Consistent with his theme that God had not rejected His people whom He foreknew (11:1), Paul asks, “They did not stumble so as to fall, did they?” His answer was, “May it never be!” (11:11a). In the great and sovereign workings of God, Gentile acceptance and obtaining of righteousness by faith impacted “some” of the Jews who initially rejected Christ by making them jealous (11:11b, 14). Hence, in relation to those of Jewish lineage who had been foreknown by God as part of the natural olive tree from eternity would come to fullness (pleroma, meaning that which fills or with which a thing is filled as a ship filled with freight, merchandise, sailors, oarsmen, or soldiers; or fullness) (11:12b). This viewpoint takes into account the foreknowledge, predestination, call, justification, and glorification of God (cp. Romans 8:28-30) while including the free moral agency of man who would either be chosen or  hardened by the uncompromised gospel call (cp. 2 Thessalonians 2:13, 14).


Paul saw himself as a carrier of that gospel call to the Gentiles and held out hope that his echoing of that gospel call would move some of his Jewish countrymen to jealousy and a coming to coming to faith in Christ (11:13, 14).


Metaphorically, Paul spoke of the people God foreknew as a natural olive tree foreknown by God from eternity suffering the severing of some branches (Jews who initially rejected the gospel on first hearing) making room for the grafting in of Gentiles who would, ultimately, come to God in fullness (11:12). God never damned some from eternity and saved some from eternity with no reference to their heeding the call of grace (11:6; John 10; I Corinthians 1:26ff). Those Jews who had rejected Christ initially were cut off because of unbelief and those Gentiles saved were grafted into the natural olive tree from what was a wild olive tree because of one reason—they believed. Those circumstances could be reversed if the Jews who disbelieved came to faith and if the Gentiles who had believed lost their faith, respectively (11:17-24). Thus, the doctrine of once saved always saved is once again shown incorrect.


Paul speaks of a “partial hardening” that had happened to Israel until the fullness of the Gentiles comes in (11:25). That partial hardening is equal to the breaking off of branches from the foreknown natural olive tree and equal to the entire holy lump foreseen by God (11:1, 16, 17-24). Yet, that “partial hardening” and that initial remnant (11:25, 5) would come to totality in the eternal foreknowledge of God so that Paul wrote, “And so all Israel will be saved” (11:26).

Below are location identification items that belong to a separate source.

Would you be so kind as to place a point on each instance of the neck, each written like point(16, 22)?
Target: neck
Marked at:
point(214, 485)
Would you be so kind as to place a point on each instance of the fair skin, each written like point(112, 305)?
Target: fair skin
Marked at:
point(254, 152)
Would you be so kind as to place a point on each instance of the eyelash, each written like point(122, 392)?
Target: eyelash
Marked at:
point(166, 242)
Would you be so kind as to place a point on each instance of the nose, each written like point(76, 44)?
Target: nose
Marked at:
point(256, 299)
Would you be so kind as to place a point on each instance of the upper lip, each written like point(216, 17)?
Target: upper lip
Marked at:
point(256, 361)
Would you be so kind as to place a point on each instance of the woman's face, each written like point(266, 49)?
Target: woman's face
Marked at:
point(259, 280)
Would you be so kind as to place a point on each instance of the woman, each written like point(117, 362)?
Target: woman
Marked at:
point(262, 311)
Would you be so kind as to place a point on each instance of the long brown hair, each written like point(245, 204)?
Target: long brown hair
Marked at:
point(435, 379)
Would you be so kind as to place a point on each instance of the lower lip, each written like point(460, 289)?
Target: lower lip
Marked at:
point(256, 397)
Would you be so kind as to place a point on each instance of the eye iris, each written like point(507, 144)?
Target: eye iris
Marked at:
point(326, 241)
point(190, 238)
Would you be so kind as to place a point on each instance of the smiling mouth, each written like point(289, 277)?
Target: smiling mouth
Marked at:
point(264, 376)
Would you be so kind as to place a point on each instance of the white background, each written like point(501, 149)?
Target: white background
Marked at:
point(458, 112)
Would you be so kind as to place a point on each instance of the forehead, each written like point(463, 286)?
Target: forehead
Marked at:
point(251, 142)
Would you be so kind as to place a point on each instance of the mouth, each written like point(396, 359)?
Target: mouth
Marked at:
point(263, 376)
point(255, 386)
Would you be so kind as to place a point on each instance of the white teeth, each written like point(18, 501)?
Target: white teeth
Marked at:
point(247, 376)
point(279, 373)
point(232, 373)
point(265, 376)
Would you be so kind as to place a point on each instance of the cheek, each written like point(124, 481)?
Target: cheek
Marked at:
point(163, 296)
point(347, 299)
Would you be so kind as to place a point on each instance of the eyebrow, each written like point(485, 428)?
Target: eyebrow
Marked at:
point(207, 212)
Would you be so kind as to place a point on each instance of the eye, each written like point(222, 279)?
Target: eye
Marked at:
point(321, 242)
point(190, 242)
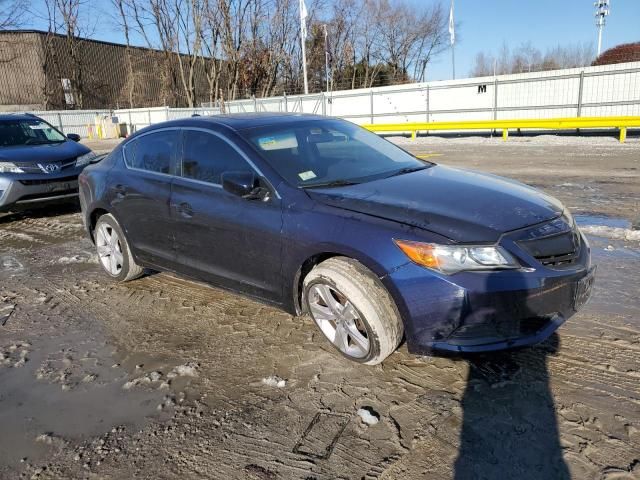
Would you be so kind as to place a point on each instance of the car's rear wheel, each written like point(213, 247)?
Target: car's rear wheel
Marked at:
point(113, 250)
point(353, 310)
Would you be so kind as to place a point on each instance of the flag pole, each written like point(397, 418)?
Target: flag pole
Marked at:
point(453, 60)
point(326, 56)
point(303, 37)
point(452, 36)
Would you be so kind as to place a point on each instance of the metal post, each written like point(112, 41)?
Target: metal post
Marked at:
point(371, 101)
point(495, 99)
point(580, 86)
point(428, 103)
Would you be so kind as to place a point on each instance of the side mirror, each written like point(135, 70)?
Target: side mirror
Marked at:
point(245, 185)
point(98, 158)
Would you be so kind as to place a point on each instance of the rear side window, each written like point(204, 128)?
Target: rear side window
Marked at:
point(206, 157)
point(153, 152)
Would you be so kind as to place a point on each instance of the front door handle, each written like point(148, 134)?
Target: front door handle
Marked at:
point(185, 210)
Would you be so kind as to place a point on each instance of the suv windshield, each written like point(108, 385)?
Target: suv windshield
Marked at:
point(28, 132)
point(326, 153)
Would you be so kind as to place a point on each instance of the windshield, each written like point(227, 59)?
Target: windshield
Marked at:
point(329, 153)
point(28, 132)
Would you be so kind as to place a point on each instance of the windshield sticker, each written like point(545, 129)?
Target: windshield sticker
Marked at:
point(278, 142)
point(308, 175)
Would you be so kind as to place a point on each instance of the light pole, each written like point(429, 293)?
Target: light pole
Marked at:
point(602, 11)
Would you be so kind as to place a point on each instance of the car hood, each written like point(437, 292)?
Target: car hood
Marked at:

Paul, then, quotes Isaiah 59:20, 21 writing, “A Deliverer (Redeemer) will come from Zion, He will remove ungodliness from Jacob. This is My covenant with them when I take away their sins” (quoted by Paul in Romans 11:26, 27). This is the manner in which God through Isaiah (foreseeing the time of the Messiah) and Paul (preaching the Messiah) defined the “people God foreknew” (11:1a); the holy “lump” (11:16a); the foreknown “natural olive tree” (11:17-24); that “Israel within Israel” (9:6); and “all of Israel” who would be saved (11:25, 26). A careful reading of the entirety of Isaiah 59 foretold the repentant spiritual Israel of God coming out of the unrepentant physical Jewish nation in the times of the Messiah. The scene God painted through Isaiah was one where the people were dulled-eared, separated from God by iniquity, violent, full of falsehood and dishonesty, speakers of wickedness, practicing evil, preying on the innocent, unjust, spiritually dead, and multipliers of iniquity (Isaiah 59:1-15a). In the midst of this national and permeating evil in the land, God, Himself, acted. “Then his own arm brought salvation to Him, and His righteousness upheld Him. He put on righteousness like a breastplate, and a helmet of salvation on His head; and He put on garments of vengeance for clothing and wrapped Himself with zeal as a mantle” (Isaiah 59:16b-17). In short, God came to this wicked nation incarnate in flesh to become the Judge of the unrepentant wicked or the Redeemer and Deliverer of those whom He would “turn from transgression in Jacob” (Isaiah 5:20b) and to enter into “covenant” with those repentant believers (Isaiah 59:21a). This foretold the coming of Jesus to the world to judge the wicked and call the repentant believers into covenant with Him. The manner in which that separation occurred is vividly portrayed in the Gospel of John.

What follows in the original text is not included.